Just yesterday, I turned back from a walk because I’d forgotten my smartwatch. “What’s the point?” I thought, genuinely annoyed that my steps wouldn’t be logged, gamified, or converted into achievement badges. Never mind that my actual beating heart doesn’t care whether my walk is digitally recorded. For every basic human need, there’s an entire industry: apps for motivation, jargon for legitimacy, and endless products for access.
“You must try green tea on an empty stomach,” a friend insists. “They’ve completely revolutionised my free radical journey.” Improving health today requires a small fortune, a spare room for equipment, and ideally a postgraduate degree to interpret supplement labels.
Yet the most basic truths about health are self-evident and fit on an index card. Here’s some sage advice distilled from years of reading, writing, and experimenting with health tips.
Move your body daily, in ways that don’t make you regret having limbs. Ancient humans didn’t have yoga retreats or Pelotons, but they stayed fit chasing dinner and running from becoming dinner. No subscription required.

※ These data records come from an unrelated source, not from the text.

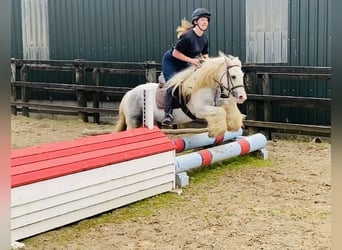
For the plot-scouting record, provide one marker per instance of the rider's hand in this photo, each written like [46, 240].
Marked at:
[195, 61]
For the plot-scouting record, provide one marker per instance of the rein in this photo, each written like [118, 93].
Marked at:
[229, 81]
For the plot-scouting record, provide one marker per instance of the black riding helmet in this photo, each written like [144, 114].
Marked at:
[198, 13]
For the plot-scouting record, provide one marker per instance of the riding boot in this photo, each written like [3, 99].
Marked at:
[168, 101]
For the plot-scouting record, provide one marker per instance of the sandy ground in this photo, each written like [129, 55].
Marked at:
[286, 205]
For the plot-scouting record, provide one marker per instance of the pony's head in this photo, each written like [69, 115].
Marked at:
[223, 73]
[232, 81]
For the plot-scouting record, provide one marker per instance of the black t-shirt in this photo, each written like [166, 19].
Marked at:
[192, 45]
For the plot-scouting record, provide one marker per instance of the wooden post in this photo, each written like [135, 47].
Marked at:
[24, 91]
[13, 88]
[96, 96]
[81, 94]
[151, 72]
[267, 104]
[252, 88]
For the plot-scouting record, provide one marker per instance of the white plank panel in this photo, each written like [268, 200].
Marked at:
[52, 223]
[95, 188]
[89, 201]
[37, 191]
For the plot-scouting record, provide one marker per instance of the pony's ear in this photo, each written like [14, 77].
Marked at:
[221, 53]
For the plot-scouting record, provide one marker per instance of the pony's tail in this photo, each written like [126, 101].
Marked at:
[121, 123]
[184, 27]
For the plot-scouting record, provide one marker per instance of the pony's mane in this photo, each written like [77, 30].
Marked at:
[206, 75]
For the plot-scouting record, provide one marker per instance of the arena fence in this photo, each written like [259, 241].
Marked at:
[89, 92]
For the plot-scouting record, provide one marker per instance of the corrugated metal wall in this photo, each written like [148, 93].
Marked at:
[309, 45]
[136, 30]
[16, 30]
[142, 30]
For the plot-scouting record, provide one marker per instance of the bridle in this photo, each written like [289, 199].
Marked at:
[231, 87]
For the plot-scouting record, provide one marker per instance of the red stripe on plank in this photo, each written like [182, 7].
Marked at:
[40, 174]
[79, 146]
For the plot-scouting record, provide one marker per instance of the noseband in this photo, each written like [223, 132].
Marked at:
[231, 86]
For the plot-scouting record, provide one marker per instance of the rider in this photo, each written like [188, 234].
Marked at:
[192, 44]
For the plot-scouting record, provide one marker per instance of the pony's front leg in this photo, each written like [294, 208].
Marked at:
[216, 118]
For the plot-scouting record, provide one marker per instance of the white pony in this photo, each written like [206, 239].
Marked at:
[210, 92]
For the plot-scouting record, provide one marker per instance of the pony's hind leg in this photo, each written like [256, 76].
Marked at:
[134, 121]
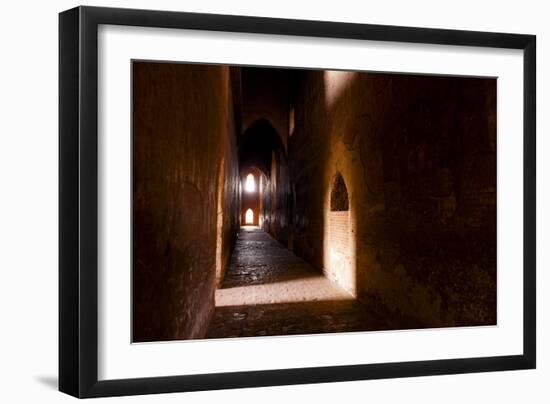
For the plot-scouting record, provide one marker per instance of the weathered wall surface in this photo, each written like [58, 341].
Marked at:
[418, 155]
[176, 164]
[251, 200]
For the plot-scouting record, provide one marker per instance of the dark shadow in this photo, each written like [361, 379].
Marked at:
[259, 259]
[51, 382]
[317, 317]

Eat food your grandmother would recognise even if the components are unique. She might find quinoa idlis puzzling but would still recognise them as real food, unlike zero-calorie blue drinks promising to align your chakras while cleansing your aura.
Avoid smoking and drugs. Go easy on alcohol or skip it altogether. Even the newest guidelines suggest there’s no safe level of drinking. And for everything else, avoid excess. Yes, even neem leaves and brown rice can make you insufferably self-righteous in sufficient quantities.

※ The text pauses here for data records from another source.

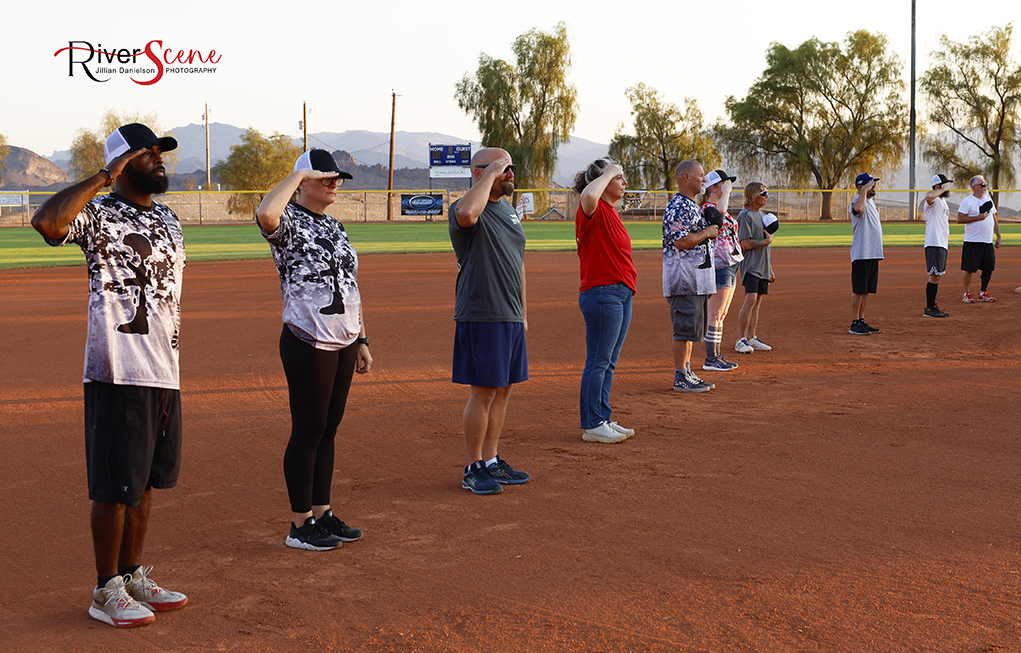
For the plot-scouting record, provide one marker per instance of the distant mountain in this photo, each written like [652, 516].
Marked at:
[26, 170]
[367, 148]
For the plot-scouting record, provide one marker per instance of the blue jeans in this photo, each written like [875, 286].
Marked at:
[608, 315]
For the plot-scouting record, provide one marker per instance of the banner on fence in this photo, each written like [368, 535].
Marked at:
[422, 204]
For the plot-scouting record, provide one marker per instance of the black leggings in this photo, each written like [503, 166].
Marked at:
[318, 383]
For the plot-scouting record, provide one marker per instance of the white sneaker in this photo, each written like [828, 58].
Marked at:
[111, 604]
[604, 434]
[150, 595]
[624, 431]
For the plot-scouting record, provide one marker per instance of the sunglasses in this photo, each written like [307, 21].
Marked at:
[509, 167]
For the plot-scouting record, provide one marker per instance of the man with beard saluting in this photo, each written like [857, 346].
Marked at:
[135, 253]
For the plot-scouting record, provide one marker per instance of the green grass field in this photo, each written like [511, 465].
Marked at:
[21, 247]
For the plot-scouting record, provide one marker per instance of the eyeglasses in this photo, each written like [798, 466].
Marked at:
[509, 167]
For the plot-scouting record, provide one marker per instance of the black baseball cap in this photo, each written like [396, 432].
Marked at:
[315, 159]
[135, 137]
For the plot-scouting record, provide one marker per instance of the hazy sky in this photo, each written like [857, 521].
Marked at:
[343, 58]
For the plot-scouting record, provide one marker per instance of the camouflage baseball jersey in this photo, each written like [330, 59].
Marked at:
[319, 270]
[135, 257]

Sleep when it’s dark. This radical concept has survived millions of years without needing an app to mimic the sound of temple bells, or smart lights that simulate the glow of an ancestral moon.
Spend time with people you enjoy, ideally those who exist in three dimensions, not ones you swipe away or turn off. It seems hard at times, but no unboxing video is required to learn how to connect with other humans.

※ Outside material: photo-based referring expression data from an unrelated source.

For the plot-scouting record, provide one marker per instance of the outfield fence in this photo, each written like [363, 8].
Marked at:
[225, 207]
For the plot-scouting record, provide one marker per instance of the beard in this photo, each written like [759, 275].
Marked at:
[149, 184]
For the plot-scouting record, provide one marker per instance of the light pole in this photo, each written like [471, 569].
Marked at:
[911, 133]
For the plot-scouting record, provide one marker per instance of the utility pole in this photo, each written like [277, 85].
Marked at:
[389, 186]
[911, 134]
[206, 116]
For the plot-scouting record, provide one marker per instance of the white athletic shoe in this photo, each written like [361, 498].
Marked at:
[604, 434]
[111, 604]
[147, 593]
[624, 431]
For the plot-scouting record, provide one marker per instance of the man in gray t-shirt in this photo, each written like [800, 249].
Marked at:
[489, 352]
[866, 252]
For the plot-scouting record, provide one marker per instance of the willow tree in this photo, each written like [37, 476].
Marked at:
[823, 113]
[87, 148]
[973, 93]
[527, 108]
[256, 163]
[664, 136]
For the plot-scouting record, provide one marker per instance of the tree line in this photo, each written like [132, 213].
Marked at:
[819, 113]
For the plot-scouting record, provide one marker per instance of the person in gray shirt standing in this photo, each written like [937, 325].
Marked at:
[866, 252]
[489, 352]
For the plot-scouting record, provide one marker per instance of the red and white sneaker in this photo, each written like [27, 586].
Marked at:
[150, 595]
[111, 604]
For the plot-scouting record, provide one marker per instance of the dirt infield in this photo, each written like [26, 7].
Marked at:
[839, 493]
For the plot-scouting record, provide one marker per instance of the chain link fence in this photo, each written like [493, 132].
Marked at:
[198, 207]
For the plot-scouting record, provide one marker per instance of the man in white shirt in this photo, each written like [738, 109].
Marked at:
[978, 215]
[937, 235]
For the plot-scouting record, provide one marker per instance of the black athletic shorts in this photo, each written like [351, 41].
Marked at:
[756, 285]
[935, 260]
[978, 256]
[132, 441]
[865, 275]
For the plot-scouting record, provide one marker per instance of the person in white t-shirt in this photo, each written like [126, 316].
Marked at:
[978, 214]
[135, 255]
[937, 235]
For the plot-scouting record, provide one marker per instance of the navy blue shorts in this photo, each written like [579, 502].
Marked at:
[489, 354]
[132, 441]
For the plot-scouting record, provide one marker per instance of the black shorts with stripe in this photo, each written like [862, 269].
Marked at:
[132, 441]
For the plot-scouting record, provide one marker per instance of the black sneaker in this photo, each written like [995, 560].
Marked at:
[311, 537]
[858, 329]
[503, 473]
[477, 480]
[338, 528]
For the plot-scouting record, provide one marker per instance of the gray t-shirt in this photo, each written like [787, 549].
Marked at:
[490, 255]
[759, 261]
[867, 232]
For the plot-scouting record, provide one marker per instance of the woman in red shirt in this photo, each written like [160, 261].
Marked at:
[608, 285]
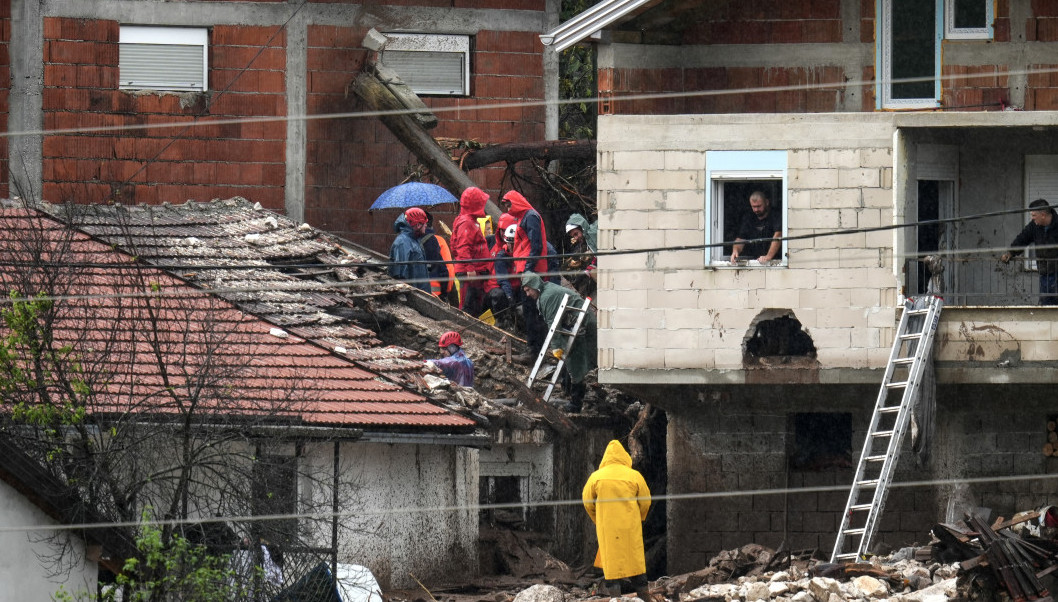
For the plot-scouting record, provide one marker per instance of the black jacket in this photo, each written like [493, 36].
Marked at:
[1045, 240]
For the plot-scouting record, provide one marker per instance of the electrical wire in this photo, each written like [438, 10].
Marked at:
[361, 512]
[471, 108]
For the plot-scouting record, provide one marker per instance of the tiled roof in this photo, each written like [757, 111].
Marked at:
[289, 274]
[148, 342]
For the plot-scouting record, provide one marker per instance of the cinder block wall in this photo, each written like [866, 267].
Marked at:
[742, 46]
[678, 315]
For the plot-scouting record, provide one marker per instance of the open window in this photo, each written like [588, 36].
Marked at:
[430, 64]
[909, 54]
[821, 441]
[163, 58]
[275, 493]
[968, 19]
[732, 177]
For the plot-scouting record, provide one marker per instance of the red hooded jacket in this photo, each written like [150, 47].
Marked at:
[468, 242]
[531, 238]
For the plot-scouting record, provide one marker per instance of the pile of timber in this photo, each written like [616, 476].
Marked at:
[996, 555]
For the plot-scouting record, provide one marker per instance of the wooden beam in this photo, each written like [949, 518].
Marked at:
[415, 138]
[545, 150]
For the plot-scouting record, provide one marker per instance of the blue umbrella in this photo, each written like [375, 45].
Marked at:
[413, 195]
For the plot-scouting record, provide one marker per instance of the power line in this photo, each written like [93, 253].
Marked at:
[408, 510]
[520, 104]
[602, 253]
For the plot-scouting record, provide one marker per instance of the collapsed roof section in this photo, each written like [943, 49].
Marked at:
[283, 369]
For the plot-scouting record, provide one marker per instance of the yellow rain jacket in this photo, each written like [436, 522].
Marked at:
[609, 497]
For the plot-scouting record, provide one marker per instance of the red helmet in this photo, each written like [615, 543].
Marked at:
[450, 338]
[415, 217]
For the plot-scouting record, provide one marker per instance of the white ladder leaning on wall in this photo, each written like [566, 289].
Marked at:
[570, 331]
[912, 347]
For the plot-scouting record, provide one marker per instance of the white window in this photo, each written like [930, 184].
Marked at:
[968, 19]
[909, 54]
[732, 177]
[163, 58]
[430, 64]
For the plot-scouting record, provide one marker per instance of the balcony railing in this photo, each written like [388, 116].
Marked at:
[974, 280]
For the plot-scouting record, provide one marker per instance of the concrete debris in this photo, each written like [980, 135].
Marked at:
[541, 594]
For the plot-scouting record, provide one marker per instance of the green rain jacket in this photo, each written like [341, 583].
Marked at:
[582, 357]
[590, 231]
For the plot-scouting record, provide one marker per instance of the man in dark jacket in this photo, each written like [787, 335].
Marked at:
[406, 258]
[1041, 231]
[756, 227]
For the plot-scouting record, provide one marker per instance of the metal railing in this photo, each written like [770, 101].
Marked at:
[968, 280]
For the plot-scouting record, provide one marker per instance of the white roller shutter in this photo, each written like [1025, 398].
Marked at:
[430, 64]
[162, 58]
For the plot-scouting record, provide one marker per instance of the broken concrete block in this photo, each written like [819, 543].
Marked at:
[777, 588]
[935, 593]
[755, 591]
[541, 593]
[821, 587]
[867, 586]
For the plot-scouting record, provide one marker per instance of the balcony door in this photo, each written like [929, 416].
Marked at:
[937, 172]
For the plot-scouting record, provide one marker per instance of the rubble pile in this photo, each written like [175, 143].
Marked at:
[1017, 559]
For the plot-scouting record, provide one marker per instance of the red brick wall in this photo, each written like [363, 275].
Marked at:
[973, 88]
[350, 161]
[727, 90]
[163, 164]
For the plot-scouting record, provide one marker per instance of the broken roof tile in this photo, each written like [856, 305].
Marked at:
[127, 342]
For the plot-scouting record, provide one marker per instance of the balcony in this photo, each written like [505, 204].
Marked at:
[968, 280]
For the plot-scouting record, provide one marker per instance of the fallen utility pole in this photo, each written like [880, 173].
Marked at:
[412, 134]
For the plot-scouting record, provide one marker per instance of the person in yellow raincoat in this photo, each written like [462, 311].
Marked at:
[617, 499]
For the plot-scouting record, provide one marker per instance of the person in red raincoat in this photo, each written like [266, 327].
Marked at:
[529, 241]
[468, 242]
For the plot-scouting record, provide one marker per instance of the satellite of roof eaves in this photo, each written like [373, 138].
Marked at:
[140, 347]
[210, 243]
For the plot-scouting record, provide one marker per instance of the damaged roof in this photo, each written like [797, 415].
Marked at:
[142, 333]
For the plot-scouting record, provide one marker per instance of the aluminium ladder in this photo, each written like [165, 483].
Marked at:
[571, 332]
[881, 445]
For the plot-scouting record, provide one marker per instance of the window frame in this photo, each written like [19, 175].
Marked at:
[431, 43]
[161, 35]
[288, 500]
[742, 165]
[883, 59]
[953, 33]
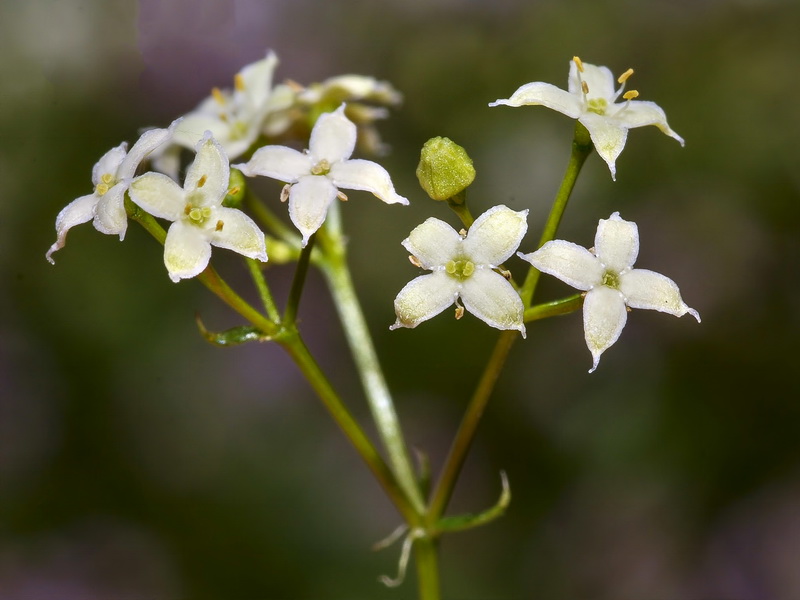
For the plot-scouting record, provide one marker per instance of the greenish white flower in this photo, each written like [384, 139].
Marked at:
[315, 176]
[611, 283]
[199, 219]
[111, 176]
[591, 97]
[235, 117]
[464, 267]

Do things you love, preferably those that don’t require autopayments or equipment blessed by a startup guru-turned Himalayan monk who’s selling enlightenment in easy installments.
And use your brain for challenging tasks. If you don’t keep it running with puzzles or learning, it’ll just sit there binge-watching reruns of old memories, or worse, algorithmically filtered YouTube videos that promise to explain consciousness in five minutes.
Of course, we can’t escape the world’s various pollutants and plastics. We’re all breathing the same air and consuming microplastics. And genetics might still deal you with a complicated hand. That’s why we have doctors, those curious professionals who still believe in checking actual blood pressure and cholesterol rather than one’s zodiacal compatibility with various supplements.
Unfortunately, simplicity isn’t exciting, and it doesn’t sell. Simple truths like these don’t come in shiny packages, which is probably why we also overlook them. Instead, we chase the next revolutionary gadget, convinced that redemption lies somewhere in the growing pile of apps, supplements, and subscriptions.
Take Jeff Leach, who made headlines a few years ago when he inserted a turkey baster filled with another man’s feces into his rectum. The donor? A hunter-gatherer from Tanzania’s Hadza tribe who had, as Leach noted, “recently dined on zebra and monkey.” Leach hoped to “rewild” his microbiome, claiming it would protect him from obesity, diabetes, and autoimmune diseases. While fecal transplants have proven effective for treating Clostridioides difficile infections, they’re hardly the do-it-yourself solution to medical woes.
Here’s the thing: we crave complex solutions because they distract us from the truth. The simplest solutions to better health demand consistency, not complexity. And consistency is hardly easy.
Anirban Mahapatra is a scientist and author, most recently of the popular science book ‘When the Drugs Don’t Work: The Hidden Pandemic That Could End Medicine’. The views expressed are personal.